Be smart: The EU's two-year effort to craft AI regulation — which had to be patched at the last minute to account for generative AI uses — offers lessons for the U.S. and U.K., giving both the possibility of second-mover advantages.
Yes, but: While EU officials rail against facial recognition, U.S. Homeland Security agents have proved its use this month, identifying and arresting a man living in Tennessee on war crimes charges dating back to the 1990s Bosnian War.
Flashback: French, Italian and Spanish data protection agencies have all announced investigations into ChatGPT, and the EU's privacy watchdog announced a task force on the company's practices in in April.
3. Take note
On Tap
- Amazon is officially opening its HQ2 in Arlington, Virginia, today.
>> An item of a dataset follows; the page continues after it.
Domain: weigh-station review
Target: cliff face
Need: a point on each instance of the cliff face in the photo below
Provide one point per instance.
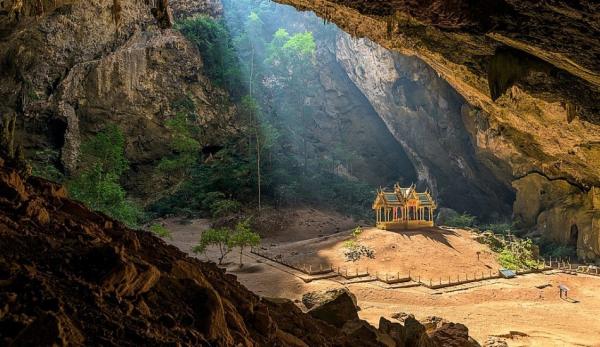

- Elon Musk is headed to Paris, officially to address Europe's largest trade tech fair, and amid speculation he'll build another gigafactory, this time in France.
Trading Places
- HPE appointed Bethany Mayer, former CEO of Ixia, to its board.
- AccuWeather announced Steven Smith as its new CEO.
ICYMI
- IBM claims quantum breakthrough, in a Nature paper. (New York Times)
- Reddit CEO caught belittling protests — prompting blackout extensions. (The Verge, Gizmodo)
- The Insider strike is over — at 13 days, the longest ever at a digital media outlet — with reporters winning a $65,000 minimum wage. (Washington Post)
- FCC chairwoman Jessica Rosenworcel announced the agency will launch a privacy and data protection task force. (Cyberscoop)
4. After you Login
TikTok users are taking inspiration from the new "Spider-Man: Across the Spider-Verse" and sharing their "canon events" — the unavoidable, unchangeable or embarrassing experiences that made them who they are today. What's yours?